De hoogste mensenrechtenhof in Amerika heeft Peru verantwoordelijk gesteld voor de willekeurige detentie en verkrachting van een LGBT-persoon.
Azul Rojas Marín werd in 2008 door drie officieren gestript, geslagen en verkracht met een knuppel terwijl ze in hechtenis zat, zei haar juridische team. Het Inter-Amerikaanse Hof voor de Rechten van de Mens zei dat het een marteling was. Het is de eerste uitspraak van de rechtbank over een klacht over foltering tegen de LGBT-gemeenschap. De Peruaanse regering heeft nog geen commentaar gegeven.
Er is een groeiende acceptatie van LGBT-mensen in Peru, maar velen worden nog steeds geconfronteerd met juridische uitdagingen en wijdverbreide vooroordelen. Koppels van hetzelfde geslacht mogen niet trouwen, maar transgenders kunnen hun geslacht wettelijk wijzigen.
In februari 2008 werd mevrouw Rojas Marín – die nu transvrouw is maar toen een homoseksuele man was – ’s avonds laat vastgehouden en naar een politiebureau in de noordelijke stad Casa Grande gebracht. Volgens Redress, de mensenrechtengroep die haar vertegenwoordigde, werd ze geslagen, verbaal mishandeld vanwege haar seksuele geaardheid en beroofd van haar bezittingen.
Mevrouw Rojas Marín diende een strafrechtelijke klacht in tegen de politieagenten, maar de zaak werd afgewezen door openbare aanklagers. Activisten brachten het vervolgens namens haar naar het Inter-Amerikaanse Hof. De rechtbank is opgericht door de Organisatie van Amerikaanse Staten (OAS) en behandelt gevallen van mensenrechtenschendingen in Latijns Amerika.

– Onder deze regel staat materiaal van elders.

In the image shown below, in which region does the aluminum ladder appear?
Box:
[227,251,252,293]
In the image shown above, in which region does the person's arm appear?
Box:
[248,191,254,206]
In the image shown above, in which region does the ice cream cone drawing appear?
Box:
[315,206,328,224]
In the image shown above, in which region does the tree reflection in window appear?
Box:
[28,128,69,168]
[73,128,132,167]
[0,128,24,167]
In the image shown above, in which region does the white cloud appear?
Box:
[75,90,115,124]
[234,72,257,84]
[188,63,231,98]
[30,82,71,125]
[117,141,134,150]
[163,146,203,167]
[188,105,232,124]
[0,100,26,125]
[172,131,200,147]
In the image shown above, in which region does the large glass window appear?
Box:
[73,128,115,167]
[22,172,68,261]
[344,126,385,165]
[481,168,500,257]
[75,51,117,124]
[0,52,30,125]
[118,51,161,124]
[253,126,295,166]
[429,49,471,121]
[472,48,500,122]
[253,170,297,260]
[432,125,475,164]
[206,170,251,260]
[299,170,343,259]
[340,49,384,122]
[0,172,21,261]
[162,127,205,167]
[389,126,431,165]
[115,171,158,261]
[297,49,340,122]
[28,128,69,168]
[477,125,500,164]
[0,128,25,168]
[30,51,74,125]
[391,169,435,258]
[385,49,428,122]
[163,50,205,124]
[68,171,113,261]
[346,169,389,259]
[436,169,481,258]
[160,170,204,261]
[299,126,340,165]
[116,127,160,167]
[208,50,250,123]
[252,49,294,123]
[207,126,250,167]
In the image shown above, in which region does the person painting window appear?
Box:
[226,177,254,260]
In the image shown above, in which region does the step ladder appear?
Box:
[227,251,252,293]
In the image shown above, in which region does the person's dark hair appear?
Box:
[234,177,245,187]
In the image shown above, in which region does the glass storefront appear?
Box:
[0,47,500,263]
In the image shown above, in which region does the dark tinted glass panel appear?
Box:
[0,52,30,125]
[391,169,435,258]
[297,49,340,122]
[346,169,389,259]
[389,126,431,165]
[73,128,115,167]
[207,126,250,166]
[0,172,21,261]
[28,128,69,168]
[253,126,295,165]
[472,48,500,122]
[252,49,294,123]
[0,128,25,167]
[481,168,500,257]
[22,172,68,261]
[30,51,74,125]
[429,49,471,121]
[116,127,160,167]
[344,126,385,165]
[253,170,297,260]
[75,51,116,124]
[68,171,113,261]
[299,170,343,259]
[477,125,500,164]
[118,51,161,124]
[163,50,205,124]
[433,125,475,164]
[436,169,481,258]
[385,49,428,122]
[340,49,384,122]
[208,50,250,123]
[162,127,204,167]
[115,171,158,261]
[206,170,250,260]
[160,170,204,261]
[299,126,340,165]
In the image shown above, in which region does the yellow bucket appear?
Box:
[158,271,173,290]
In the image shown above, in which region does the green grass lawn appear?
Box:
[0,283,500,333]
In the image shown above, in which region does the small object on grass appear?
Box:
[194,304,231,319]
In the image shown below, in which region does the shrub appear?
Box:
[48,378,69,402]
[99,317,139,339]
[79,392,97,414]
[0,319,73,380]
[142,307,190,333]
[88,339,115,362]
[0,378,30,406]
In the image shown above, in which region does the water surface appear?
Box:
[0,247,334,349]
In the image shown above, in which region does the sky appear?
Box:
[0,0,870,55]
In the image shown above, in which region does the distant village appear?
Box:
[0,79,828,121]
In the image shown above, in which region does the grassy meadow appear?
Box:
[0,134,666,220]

Het kan regeringen opdragen misdaden te onderzoeken en slachtoffers te vergoeden.
In de uitspraak van 12 maart die afgelopen maandag openbaar werd gemaakt, stond dat de arrestatie van Rojas Marín “zonder motief” was, gebaseerd op “discriminatie” en daarom “illegaal en willekeurig” was. “[Mevrouw Rojas Marín] werd met geweld uitgekleed, meerdere keren geslagen, gemarteld en verkracht, wat een marteling was tegen het slachtoffer”, zei de rechtbank in een verklaring. “Bijgevolg heeft het Hof de internationale verantwoordelijkheid van Peru voor de schending van [haar] rechten verklaard.”
De rechtbank zei ook dat er in het land “sterke vooroordelen” waren tegen de LGBT-bevolking en dat deze in bepaalde gevallen tot uiting kwamen in gewelddadige handelingen, onder meer door overheidsagenten.
De uitspraak beval de Peruaanse regering om mevrouw Rojas Marín onbepaalde schadevergoeding te betalen, haar een psychologische behandeling te geven, nieuwe protocollen vast te stellen voor het onderzoeken van aanvallen op LGBT-mensen en statistieken van geweld tegen de gemeenschap bij te houden.
Redress noemde de uitspraak “grensverleggend”, erop wijzend dat het niet alleen Peru beval om de schade aan mevrouw Rojas Marín te herstellen, “maar ook om herhaling van deze misdaden te voorkomen”, inclusief het geven van training aan staatsfunctionarissen met betrekking tot LGBT-rechten.
Mevrouw Rojas Marín zei dat ze “geen woorden had om te beschrijven hoe ik me voel. Na alles wat er is gebeurd, geloofde een rechtbank eindelijk in mijn woord”, zei ze.